The gonads develop in the abdomen
and hence receive their blood supply directly from the abdominal aorta. The
male arteries are called the testicular arteries and the female arteries
the ovarian arteries. During the descent of the testes their blood vessels
are pulled behind them as they pass through the inguinal canal and into the
scrotum. The lymphatic system of both gonads also follows these pathways.
Clinical relevance
Undescended testes (cryptorchidism)
describes the failure of the testes to descend
normally into the scrotum by birth. This may occur bilaterally or unilaterally,
and is more common in premature males. The
testes may remain in the abdominal cavity, at a point along their normal route
of descent or within the inguinal canal (Figure 38.5). Often, the testes will
have descended to the scrotum by the end of the first year, but testes that
remain undescended are likely to cause fertility problems. Undescended testes,
even if they later descend, are linked to an increased risk of testicular
cancer.
Hormonal imbalances can result in
a varied range of developmental abnormalities to the reproductive system.

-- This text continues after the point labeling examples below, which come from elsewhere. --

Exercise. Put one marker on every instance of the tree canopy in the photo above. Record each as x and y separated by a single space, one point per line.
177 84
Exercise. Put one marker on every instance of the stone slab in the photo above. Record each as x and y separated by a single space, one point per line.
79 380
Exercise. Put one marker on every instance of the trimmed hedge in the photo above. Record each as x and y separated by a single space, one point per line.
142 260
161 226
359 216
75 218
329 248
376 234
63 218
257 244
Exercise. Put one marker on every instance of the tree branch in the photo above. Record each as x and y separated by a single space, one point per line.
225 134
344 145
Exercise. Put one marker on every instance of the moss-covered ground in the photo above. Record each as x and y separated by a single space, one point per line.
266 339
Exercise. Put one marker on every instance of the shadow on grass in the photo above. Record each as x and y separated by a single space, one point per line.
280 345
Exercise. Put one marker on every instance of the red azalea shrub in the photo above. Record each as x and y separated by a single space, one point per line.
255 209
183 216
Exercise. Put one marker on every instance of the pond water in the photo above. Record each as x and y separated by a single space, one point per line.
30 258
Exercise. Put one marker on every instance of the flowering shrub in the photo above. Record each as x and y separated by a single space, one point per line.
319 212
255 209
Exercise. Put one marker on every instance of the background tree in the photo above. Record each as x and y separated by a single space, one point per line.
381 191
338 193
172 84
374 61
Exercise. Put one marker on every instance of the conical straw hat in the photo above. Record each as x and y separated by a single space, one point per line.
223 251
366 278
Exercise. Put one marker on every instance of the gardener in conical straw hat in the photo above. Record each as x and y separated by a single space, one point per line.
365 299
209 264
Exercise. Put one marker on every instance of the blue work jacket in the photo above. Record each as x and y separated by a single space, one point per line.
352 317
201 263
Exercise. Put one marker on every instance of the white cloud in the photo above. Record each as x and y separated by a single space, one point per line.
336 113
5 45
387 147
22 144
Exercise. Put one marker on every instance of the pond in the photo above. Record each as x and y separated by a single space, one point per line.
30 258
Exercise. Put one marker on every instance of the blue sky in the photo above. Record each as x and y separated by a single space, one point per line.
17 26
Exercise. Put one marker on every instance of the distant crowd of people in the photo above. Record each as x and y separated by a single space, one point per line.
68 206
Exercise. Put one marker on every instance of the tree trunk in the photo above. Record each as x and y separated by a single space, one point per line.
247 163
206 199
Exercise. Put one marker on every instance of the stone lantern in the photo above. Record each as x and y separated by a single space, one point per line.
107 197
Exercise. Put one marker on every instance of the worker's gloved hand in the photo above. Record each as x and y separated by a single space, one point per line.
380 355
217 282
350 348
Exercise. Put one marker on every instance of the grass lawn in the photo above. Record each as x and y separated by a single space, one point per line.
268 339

Chromosomal defects are also responsible for many genital abnormalities, often
presenting with other congenital defects. Those with gonadal dysgenesis have
male chromosomes but no testes. Patients can have female external genitalia and
underdeveloped female internal genitalia
or ambiguous external genitalia and a mixture of both sexes internally, but are
often raised as girls.
Ovarian and testicular
cancers are relatively common forms of cancer. If testicular cancer is
suspected it is often from a lump
found in one testis and diagnosed through an ultrasound scan. It is important to
remember that lymph drainage is to the retroperitoneal para‐aortic lymph nodes
rather than pelvic nodes, and these are involved in the staging of testicular
cancer. Affected nodes must also be removed surgically together with the
testis. The prognosis for testicular cancers is generally good. Ovarian
cancer symptoms are often absent and if present, unspecific. An increase in
abdominal size and urinary problems are possible. Surgical treatment is often
required but because of the lack of e diagnosis the prognosis is generally poor.